On Apr 13, 2013, at 04:01 , Marvin Humphrey <[email protected]> wrote:
> * The next patch, "Convert CB_Trim_{Top|Tail} to use iterators", looks
> perfect as well. No need to implement in concrete subclasses, I see. :)
Yes, that's the idea. If the switch to iterators is complete, adding a new
string encoding should be really easy:
* Implement the iterator class for the encoding.
* Derive a new string class from CharBuf which only has to implement
the iterator factory methods and Cat_Char.

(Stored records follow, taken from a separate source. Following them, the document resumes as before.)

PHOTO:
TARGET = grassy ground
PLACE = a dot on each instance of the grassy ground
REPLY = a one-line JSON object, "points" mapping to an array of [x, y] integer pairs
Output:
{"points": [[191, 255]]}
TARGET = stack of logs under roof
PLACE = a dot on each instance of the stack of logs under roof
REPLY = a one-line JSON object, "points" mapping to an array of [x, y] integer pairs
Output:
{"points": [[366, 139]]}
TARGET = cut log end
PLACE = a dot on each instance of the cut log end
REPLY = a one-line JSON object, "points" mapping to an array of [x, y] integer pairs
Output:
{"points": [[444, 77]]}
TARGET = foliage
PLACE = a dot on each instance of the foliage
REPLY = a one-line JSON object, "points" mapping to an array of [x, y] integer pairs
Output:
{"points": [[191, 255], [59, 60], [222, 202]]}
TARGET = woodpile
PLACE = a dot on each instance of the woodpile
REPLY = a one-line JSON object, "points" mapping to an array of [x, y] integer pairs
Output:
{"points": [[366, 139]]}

> * Should CharBufIterator#Next return 0 when it reaches the end of a string
> instead of throwing an exception? That would make it possible to iterate
> through text values which are not expected to contain NUL without having
> to call Has_Next() before each call to Next().

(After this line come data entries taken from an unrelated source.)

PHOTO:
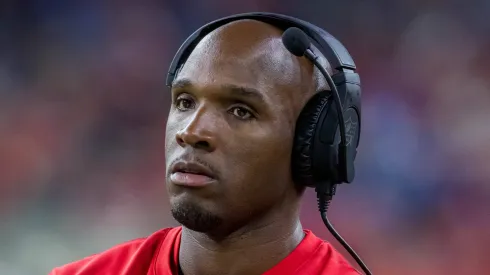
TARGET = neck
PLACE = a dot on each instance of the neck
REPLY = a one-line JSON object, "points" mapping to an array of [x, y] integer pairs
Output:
{"points": [[249, 250]]}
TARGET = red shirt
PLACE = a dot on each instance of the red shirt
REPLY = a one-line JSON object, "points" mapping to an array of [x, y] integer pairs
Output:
{"points": [[158, 255]]}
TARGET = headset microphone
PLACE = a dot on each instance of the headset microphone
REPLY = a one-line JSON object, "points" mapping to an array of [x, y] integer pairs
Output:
{"points": [[298, 43]]}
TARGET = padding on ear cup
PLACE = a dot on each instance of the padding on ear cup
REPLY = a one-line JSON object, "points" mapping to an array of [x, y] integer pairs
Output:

This seems like a worthwhile optimization. Here's how both versions would look
like:
CharBufIterator *iter = CB_Top(string);
while (CBIter_Has_Next(iter)) {
uint32_t code_point = CBIter_Next(iter);
...
}
CharBufIterator *iter = CB_Top(string);
uint32_t code_point;
while (0 != (code_point = CBIter_Next(iter))) {
...
}
I find the Has_Next() version more readable but the second variant isn't too
bad. The only thing I don't like is the choice of 0 as sentinel value. I'd
prefer -1 or any positive value beyond the Unicode planes.
After reaching the end of the string, I can see two options which both have
their pros and cons:
* Change to a new iterator state ("beyond string boundary") and throw
an exception on every subsequent access (like in your example below).
* Keep returning the sentinel value on calls to Next() but allow to
move backward via Prev(). This can result in an infinite loop in
faulty code.
> * I can imagine some possibilities for optimizing the internals, but those
> are implementation details (which I imagine you left out on purpose).
Yes, the Prev() and Next() methods should decode characters directly without
calling StrHelp_decode_utf8_char.
> It seems to me that the factory methods Top() and Tail() should be public,
> while ZTop() and ZTail() should have parcel exposure. More generally, I've
> moved towards the position that while we want to have the core allocate
> objects on the stack for certain internal tasks, it would be unwise at this
> point for Clownfish to support stack object allocation as a public API.
> I'm actually hoping that as we overhaul Clownfish string handling that
> ZombieCharBuf can go away. But what you've presented makes sense and fits
> perfectly within the current context.
I think the string iterators are good candidates for "zombie" objects. They're
small and typically only used within a single function. But +1 for not exposing
ZombieIterators publicly.
> How about something like this, which I think should have the same cost?
>
> - if (self->byte_offset >= char_buf->size) {
> - THROW(ERR, "Iteration past end of string");
> - }
> + if (self->byte_offset > char_buf->size) {
> + THROW(ERR, "Iteration past end of string");
> + }
> + else if (self->byte_offset == char_buf->size) {
Something like ++self->byte_offset would be needed here.
> + return 0;
> + }
See discussion above.
>> +ZombieUTF8Iterator*
>> +ZUTF8Iter_new(void *allocation, CharBuf *char_buf, size_t byte_offset) {
>> + ZombieUTF8Iterator *self = (ZombieUTF8Iterator*)allocation;
>> + self->ref.count = 1;
>
> Might want to go through VTable_Init_Obj(), no? ;)
Sure ;)
Nick